The graph on the bottom left is a plot of the residual values versus the predicted values. It thus has six columns (one for each group as they have different predicted values) and gives the estimated errors for each of those groups. This is the plot you can use to check if the errors in each group seem to have mean zero (is zero close to the middle of the values in each column?) and see if the groups seem to have the same variance (is each column as spread out as the others?). The column on the bottom right is the q-q plot for the residuals (the estimated errors) and you can use it to check if the errors come from a distribution that is approximately normal.


Homework 14 Notes

The simple linear regression can be run in SAS in exactly the same way as the one-way ANOVA in Homework 13! In this case you would NOT put a dollar sign after either the risk or the credit rating though, just after the country name. For the residual vs. predicted plot (on the bottom left) the data will not appear in columns. You can still look at each range of x-values individually to see if it looks like the mean is near zero and that the variances are approximately the same.


Homework 17 Notes

The following code will analyze the data in example 8.4 on page 396.
DATA ex8p4; 

INPUT opinion $ count;
CARDS;
legal 39
decrim 99
exist 336
noopin 26
;
PROC FREQ DATA=ex8p4 ORDER=data;
TABLES opinion / TESTP=(.07,.18,.65,.10);
WEIGHT count;
RUN;
Instead of using TESTP (test proportion), you also could use TESTF (test frequency).

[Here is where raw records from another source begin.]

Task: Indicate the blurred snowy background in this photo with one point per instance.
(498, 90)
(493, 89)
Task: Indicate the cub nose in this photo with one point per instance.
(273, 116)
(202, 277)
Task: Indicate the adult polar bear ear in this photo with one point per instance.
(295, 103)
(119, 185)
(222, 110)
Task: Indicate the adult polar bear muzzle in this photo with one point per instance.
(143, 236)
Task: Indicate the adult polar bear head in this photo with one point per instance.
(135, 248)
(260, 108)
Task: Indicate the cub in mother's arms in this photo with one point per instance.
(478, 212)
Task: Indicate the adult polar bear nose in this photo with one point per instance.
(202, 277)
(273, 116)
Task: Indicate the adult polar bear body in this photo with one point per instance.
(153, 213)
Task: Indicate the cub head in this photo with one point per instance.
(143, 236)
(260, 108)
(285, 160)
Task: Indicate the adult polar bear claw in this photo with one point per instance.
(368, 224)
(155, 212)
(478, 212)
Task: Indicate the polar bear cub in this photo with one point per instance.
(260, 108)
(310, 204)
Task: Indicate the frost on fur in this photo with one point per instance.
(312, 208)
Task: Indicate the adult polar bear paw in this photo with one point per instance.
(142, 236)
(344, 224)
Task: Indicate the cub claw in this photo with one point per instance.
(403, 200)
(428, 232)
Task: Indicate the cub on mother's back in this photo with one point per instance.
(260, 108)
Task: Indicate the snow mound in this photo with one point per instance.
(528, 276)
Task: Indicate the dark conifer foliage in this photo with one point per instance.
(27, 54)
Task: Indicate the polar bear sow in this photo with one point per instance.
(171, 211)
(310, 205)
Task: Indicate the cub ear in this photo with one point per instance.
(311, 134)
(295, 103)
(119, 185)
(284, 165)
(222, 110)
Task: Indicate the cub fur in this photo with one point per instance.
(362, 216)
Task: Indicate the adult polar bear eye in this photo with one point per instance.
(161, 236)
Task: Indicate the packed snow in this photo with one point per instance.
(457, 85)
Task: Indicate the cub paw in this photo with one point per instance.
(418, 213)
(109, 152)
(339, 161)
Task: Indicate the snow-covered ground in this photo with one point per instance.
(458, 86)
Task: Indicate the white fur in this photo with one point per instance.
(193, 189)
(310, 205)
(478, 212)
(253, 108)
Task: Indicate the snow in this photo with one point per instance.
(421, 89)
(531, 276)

In this case you would put the expected values in instead of the proportions. One further complication with PROC FREQ in SAS is that it doesn't handle observed values of zero well. If there is a cell that was 0, use the value 0.00001 instead. This way SAS will actually recognize that it is a cell, and it won't throw the test statistic off by very much.


Homework 18 Notes

The following code will work example 8.5 on page 405.
DATA ex8p5;

INPUT rel $ marit $ count;
CARDS;
A D 39
B D 19
C D 12
D D 28
None D 18
A Never 172
B Never 61
C Never 44
D Never 70
None Never 37
;

PROC FREQ DATA=ex8p5;
WEIGHT count;
TABLES rel*marit / chisq expected nopercent;
RUN;


Downloading the Data from the Web

The various data sets used in the text book can be found on the web, so that you don't need to type them in. The web address for this directory is: www.stat.sc.edu/~habing/courses/MS7thEd/ . The key to the various names in this directory can be found on pages vii - ix in the beginning of the text, and in Appendix B on pages 524 - 529.

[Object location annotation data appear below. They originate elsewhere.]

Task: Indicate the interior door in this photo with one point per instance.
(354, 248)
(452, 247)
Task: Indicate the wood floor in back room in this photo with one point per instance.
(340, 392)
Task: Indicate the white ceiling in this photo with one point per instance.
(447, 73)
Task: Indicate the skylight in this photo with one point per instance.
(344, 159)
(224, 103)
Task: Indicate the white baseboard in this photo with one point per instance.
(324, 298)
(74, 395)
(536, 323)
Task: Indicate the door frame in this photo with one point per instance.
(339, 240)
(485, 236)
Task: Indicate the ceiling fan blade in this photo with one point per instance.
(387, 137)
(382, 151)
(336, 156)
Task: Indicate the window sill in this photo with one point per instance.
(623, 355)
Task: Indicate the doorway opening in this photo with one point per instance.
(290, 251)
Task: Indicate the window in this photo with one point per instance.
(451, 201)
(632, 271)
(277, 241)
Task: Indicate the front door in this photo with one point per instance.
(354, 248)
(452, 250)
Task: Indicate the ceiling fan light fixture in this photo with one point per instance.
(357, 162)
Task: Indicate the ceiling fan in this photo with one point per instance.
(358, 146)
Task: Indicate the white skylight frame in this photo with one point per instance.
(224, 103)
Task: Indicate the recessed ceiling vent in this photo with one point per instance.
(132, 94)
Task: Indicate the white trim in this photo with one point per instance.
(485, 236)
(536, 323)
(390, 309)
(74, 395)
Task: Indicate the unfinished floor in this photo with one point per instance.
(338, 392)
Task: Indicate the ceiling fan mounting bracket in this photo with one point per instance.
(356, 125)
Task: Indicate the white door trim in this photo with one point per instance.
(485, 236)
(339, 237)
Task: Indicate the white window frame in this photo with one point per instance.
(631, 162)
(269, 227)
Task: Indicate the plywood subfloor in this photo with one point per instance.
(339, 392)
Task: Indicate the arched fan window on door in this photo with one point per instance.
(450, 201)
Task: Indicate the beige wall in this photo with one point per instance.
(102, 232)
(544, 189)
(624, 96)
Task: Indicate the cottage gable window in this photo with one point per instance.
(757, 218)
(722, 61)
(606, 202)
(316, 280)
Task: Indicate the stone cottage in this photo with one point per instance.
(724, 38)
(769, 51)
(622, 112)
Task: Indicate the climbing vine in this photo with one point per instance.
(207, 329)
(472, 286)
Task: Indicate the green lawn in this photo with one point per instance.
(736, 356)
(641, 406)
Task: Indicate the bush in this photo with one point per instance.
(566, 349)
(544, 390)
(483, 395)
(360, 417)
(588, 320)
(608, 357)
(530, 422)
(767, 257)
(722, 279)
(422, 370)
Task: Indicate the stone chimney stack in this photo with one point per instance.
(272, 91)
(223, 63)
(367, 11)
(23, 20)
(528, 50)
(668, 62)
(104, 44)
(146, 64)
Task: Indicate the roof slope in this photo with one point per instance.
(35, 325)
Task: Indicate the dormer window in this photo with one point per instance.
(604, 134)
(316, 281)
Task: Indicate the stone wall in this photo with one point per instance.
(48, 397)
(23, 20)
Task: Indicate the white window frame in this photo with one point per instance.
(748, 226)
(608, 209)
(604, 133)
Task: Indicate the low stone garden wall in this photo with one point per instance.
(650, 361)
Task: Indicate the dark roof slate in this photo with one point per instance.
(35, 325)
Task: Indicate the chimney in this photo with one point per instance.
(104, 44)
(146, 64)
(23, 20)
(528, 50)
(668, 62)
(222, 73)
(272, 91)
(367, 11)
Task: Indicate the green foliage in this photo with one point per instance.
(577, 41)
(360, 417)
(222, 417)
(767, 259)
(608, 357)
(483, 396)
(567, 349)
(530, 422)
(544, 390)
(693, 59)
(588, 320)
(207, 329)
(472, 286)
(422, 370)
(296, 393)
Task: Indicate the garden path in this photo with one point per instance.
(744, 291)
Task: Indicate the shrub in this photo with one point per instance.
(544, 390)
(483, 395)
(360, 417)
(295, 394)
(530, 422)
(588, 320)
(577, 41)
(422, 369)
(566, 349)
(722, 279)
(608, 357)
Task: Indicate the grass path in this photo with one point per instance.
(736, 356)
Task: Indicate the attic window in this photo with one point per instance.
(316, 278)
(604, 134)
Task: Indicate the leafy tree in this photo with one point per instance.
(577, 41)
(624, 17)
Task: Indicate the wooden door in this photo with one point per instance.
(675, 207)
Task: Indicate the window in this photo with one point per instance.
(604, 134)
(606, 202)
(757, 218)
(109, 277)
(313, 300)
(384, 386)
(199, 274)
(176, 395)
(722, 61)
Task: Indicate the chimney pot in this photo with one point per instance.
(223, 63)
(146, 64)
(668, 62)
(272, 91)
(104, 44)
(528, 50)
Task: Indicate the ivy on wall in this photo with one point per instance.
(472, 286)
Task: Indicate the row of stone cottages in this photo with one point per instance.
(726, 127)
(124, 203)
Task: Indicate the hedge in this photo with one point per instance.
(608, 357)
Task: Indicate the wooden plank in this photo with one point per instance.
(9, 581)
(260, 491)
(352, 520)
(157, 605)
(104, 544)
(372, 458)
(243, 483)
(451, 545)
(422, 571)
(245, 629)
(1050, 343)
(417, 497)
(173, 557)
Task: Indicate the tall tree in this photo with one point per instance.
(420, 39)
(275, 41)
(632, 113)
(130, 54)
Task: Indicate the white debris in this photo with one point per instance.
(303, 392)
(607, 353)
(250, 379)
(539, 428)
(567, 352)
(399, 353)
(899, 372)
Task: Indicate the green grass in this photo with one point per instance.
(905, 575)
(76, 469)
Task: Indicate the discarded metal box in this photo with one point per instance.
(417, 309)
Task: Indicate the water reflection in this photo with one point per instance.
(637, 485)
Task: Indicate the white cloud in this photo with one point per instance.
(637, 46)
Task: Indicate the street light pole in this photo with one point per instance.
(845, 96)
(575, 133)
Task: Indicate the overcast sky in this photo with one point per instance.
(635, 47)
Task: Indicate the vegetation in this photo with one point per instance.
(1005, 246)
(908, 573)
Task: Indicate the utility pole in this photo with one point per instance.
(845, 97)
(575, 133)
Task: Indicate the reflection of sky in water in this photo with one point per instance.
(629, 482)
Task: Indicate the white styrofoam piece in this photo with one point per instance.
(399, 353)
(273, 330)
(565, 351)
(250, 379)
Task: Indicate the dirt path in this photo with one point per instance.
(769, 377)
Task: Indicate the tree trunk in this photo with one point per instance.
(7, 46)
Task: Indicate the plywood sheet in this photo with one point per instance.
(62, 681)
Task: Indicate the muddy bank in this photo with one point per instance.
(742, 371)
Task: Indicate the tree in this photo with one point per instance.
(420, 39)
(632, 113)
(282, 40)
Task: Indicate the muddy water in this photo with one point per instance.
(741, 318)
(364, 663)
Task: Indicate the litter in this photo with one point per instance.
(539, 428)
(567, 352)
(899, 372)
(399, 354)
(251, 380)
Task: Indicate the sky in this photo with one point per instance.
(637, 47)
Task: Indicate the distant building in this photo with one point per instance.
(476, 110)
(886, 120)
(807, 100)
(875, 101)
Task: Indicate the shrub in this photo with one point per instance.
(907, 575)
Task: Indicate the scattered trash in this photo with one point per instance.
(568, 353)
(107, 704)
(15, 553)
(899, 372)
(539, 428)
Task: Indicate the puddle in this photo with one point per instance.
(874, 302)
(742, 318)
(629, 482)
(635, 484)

Note that if you are using Internet Explorer, it may work better to use "select all" under the edit menu, instead of highlighting the text manually). Also note that you don't want to leave the little box at the end of the data set in when you try to run SAS. Finally, in Internet Explorer, a box may pop up asking you if you wish to download or open the data. Just select open, and it should come up in some sort of document editor that you can cut and paste from.